The Holiday season is just recently past, and a lot of good boys and girls will have gotten a PC game, application, or iTunes gift card in their stockings this year. However, in order to enjoy your new software or media, you have to have enough hard drive wiggle room to use it. To get the job done, you could set out to delete a score of chunky media files and sizeable programs that you only use on occasion. You could also opt to purchase and install a larger hard drive to solve the problem. Either of these plans will do the trick, but before you start working over your files with a machete or plug in any new hardware, we’d suggest taking a few minutes to read our handy three-step guide on how to free up some hard drive space on your desktop or laptop without being forced to delete any important files. Let’s get to work!
No matter whether you’re a casual user or an enthusiast, your daily computing takes a toll on your hard drive. With all of the temporary Internet files piling up on your system, downloaded installation files, optional Windows components that you’ll never use, and Windows temporary files, it’s a wonder that any of us have any drive space left at all. To start whittling away at some of the unwanted bloat currently squatting on your hard disk platter, you needn’t look any farther than Windows 7’s Disk Cleanup tool. For a built-in feature, Disk Cleanup packs a pretty potent punch, and can start you off on the right foot to freeing up space. The fastest way to get cracking with Disk Cleanup is to simply type the program’s name into the Start Menu search field. Disk Cleanup offers you a number of options regarding which files to keep or delete from your hard drive (above). Just select the file types you want to do away with and click the OK button. Depending on how often you run Disk Cleanup, this operation can regain a lot of disk space for you, or a marginal amount. In either instance, it’s well worth the effort.
We always recommend building your own system, but we know that some people can’t resist the temptation to buy pre-built. If that’s the case for you, you’ve likely got some bloatware kicking around your system. Bloatware—or crapware, as it’s sometimes known—is the unwanted, mostly useless software that comes pre-loaded on your machine as a punishment for something you did in a past life. To get rid of bloatware, you could uninstall each unwanted application one at a time via the Windows Control Panel, or you can download the utterly awesome PC Decrapifier (free for personal use, $20 for commercial users, www.pcdecrapifier.com) and do away with it all in one go.

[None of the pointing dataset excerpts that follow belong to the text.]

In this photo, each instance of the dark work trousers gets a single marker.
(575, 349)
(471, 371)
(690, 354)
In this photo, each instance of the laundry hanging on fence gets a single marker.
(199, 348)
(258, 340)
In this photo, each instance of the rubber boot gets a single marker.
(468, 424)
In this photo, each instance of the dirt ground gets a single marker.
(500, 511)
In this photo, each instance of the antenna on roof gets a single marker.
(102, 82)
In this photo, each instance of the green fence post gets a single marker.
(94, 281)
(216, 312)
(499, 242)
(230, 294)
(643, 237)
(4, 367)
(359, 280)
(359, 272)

The software is a cinch to install, and provides options to run it as if it were installed on a new computer—with more robust bloatware-cleaning options—or on a computer that you’ve already set up and have been using for a while. Users are given the option of setting a system restore point to save your bacon should you run into any unforeseen errors while cleaning up your hard drive. After scanning your drive for suspiciously useless software, PC Decrapifier gives you the option to remove bloatware and other unwanted applications from your computer with no more effort than it takes to click your mouse a few times (above).
While some folks might find they’re able to free up enough drive space to run their holiday spoils by cranking on Windows 7’s built-in Disk Cleanup utility or PC Decrapifier, others whose hard drives are truly packed to the gills may need something a bit hardier to get the job done. For such troubled souls, we suggest CCleaner (www.piriform.com).
When it comes to cleaning and optimizing your PC, there are few more robust tools available than CCleaner, and especially not for the low, low price of free.
Warning: During the software’s installation process, you’ll be asked whether or not you’d like to install Google Chrome and make it your default browser (above). While we can appreciate the irony of being offered additional software while installing an application designed to remove bloat from an already overcrowded hard drive, you’re going to want to take the time to deselect the option to install Chrome before proceeding with your installation.
Once downloaded and installed on your system, CCleaner will make short work of just about anything you can throw at it (above). Available as either a 32- or 64-bit application, CCleaner will not only clean the temporary files, history, cookies, download history, and form history from most modern browsers, it will also rip right into Windows itself, purging recent document history as well as the OS’s Log and Temporary files. Once it’s finished with the usual suspects, you can also choose to set CCleaner loose on your Registry to remove unwanted ActiveX controls, ClassIDs, old file extensions, questionable shared DLLs, and broken shortcuts. If that’s not enough for you, the software can also remove temporary and recent files from a truckload of popular applications like Microsoft Office, Google Toolbar, and Adobe Acrobat. Best of all, thanks to another free download called CCleaner Enhancer (http://bit.ly/hngyWu), the program’s functionality has been extended to cover an even wider range of software applications, and also allows you to set up a maintenance schedule so CCleaner will clean and maintain your hard drive from here on through
Now that you’re armed with the tools you’ll need to get the job done right, there’s no excuse for you not to install your new software and get back to ignoring your family and friends.